Slashdot Mirror


Solar Plane Completes 24-Hour Flight

asukasoryu writes "An experimental solar-powered plane landed safely Thursday after completing its first 24-hour test flight, proving that the aircraft can collect enough energy from the sun during the day to stay aloft all night. The record feat completes seven years of planning and brings the Swiss-led project one step closer to its goal of circling the globe using only energy from the sun. The team will now set its sights on an Atlantic crossing, before attempting a round-the-world flight in 2013." We ran a story about the flight's departure yesterday.

6 of 88 comments (clear)

  1. Re:Hybrid Planes by IflyRC · · Score: 0, Troll

    I'm not sure how you would get solar to work with a jet engine unless you switched over to a ducted fan type setup. A jet engine requires combustion. You would need two completely different propulsion systems on board the aircraft...and that adds weight. With the additional weight, power needs will increase, lift generation will need to increase and your stall speed increases.

  2. Re:Hybrid Planes by flyer5008 · · Score: 0, Troll

    Solar wouldn't even come close to offsetting jet fuel. A commercial airliner requires HUGE amounts of energy to fly that much weight at speeds around 500mph.

    It could be used to provide electrical power to an airplane but the savings would be minimal.

  3. Re:Hybrid Planes by Issarlk · · Score: 0, Troll

    Another question is: if they were 100% efficient, would they offset the cost of jet fuel?

  4. Re:How about winter flight by MozeeToby · · Score: 0, Troll

    Hardly the same thing, in my opinion. We know the power densities required to move cargo and people through the air at acceptable speeds and solar just cannot realistically supply it. This thing has the wing span of a 777 and the carrying capacity of an ultralight. Even assuming that you can increase the efficiency of the solar cells by five times you're still not talking anything remotely practical for commercial use.

    Don't get me wrong, it's some very impressive technology. An unmanned variant might someday even has some military and civilian uses but it's never going to replace our chemically powered, high speed transportation aircraft.

  5. Re:How about winter flight by Jedi+Alec · · Score: 0, Troll

    We know the power densities required to move cargo and people through the air at acceptable speeds and solar just cannot realistically supply it.
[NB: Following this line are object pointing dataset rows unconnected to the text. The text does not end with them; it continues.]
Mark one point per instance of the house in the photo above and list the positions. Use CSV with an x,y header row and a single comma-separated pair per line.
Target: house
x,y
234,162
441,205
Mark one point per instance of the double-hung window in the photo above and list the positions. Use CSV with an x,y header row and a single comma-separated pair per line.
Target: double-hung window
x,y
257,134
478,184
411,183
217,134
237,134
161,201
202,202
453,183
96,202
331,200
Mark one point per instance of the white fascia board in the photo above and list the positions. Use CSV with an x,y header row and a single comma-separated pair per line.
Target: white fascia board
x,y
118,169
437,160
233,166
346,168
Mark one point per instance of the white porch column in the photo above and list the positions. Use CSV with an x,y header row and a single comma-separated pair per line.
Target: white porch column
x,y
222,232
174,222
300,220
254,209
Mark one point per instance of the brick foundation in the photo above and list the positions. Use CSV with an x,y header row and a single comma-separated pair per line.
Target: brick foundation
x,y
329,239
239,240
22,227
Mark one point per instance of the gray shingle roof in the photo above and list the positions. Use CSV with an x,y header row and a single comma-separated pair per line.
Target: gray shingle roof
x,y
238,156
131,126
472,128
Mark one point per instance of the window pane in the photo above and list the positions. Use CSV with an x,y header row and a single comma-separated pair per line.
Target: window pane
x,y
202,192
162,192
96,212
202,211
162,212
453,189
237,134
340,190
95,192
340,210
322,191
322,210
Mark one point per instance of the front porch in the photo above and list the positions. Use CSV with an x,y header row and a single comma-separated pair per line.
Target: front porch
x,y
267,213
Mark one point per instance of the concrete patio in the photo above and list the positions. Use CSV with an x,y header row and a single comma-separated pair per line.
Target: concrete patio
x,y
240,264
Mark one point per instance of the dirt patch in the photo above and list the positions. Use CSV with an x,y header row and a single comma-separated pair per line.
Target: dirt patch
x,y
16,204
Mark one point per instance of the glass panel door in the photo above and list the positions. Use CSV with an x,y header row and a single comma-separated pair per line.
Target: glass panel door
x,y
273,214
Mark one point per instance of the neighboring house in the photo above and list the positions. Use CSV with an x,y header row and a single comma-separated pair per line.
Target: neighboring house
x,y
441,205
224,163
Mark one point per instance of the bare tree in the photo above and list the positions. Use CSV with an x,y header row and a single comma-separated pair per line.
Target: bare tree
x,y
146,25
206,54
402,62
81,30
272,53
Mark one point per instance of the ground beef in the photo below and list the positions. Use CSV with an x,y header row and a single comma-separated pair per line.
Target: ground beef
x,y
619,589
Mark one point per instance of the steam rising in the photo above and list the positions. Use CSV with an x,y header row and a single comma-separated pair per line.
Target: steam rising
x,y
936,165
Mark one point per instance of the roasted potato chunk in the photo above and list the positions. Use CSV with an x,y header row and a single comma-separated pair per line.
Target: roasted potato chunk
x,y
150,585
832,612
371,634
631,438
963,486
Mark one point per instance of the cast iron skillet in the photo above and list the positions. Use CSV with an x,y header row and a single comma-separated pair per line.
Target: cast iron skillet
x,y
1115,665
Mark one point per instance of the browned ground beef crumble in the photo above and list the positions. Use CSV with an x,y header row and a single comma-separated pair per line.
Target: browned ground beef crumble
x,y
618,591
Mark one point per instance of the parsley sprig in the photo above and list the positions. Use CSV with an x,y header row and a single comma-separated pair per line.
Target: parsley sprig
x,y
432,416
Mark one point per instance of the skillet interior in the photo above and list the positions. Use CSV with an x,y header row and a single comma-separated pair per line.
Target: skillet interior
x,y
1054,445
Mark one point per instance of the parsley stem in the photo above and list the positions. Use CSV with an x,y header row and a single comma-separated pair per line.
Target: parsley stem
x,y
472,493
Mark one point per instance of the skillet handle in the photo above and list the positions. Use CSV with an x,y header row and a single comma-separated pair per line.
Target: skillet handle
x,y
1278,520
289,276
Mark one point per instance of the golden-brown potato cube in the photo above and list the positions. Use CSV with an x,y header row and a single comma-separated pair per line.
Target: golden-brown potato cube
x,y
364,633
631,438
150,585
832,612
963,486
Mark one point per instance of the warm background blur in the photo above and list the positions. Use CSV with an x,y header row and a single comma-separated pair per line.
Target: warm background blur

    However, as supplies of really dense energy start to become lower, some folks are looking ahead at a future that may just have a different definition of what is "acceptable". There may come a day where the only place we will still see chemically powered aircraft is in a museum.

    --

    People replying to my sig annoy me. That's why I change it all the time.
  6. Re:How about winter flight by Molochi · · Score: 1, Troll

    Semi-related to this (the power density bit). There was a design for small arms ammunition in the '90s that used an electrical heating element. The propellant was water flashed into superheated steam. I don't know what the momentum impulse energy would be for superheated steam, but the escaping vapor would at least be supersonic, making it an interesting idea for a renewable propellant.

    Just find a source for more water (clouds) than you are using and you could stay up indefinitely. Heh, an "atmospheric bussard ramjet". OK probably not.

    BTW, the ammo melted and expended its aluminum heating element to get the effect. So you'd need something that heated up to those temperatures without expending itself per pulse,like a ceramic casing around a molten core. I guess.

    PS a quick search revealed the inventor to be Rusi Taleyarkhan (of Bubblegate infamy). Lol

    --
    "The Adobe Updater must update itself before it can check for updates. Would you like to update the Adobe Updater now?"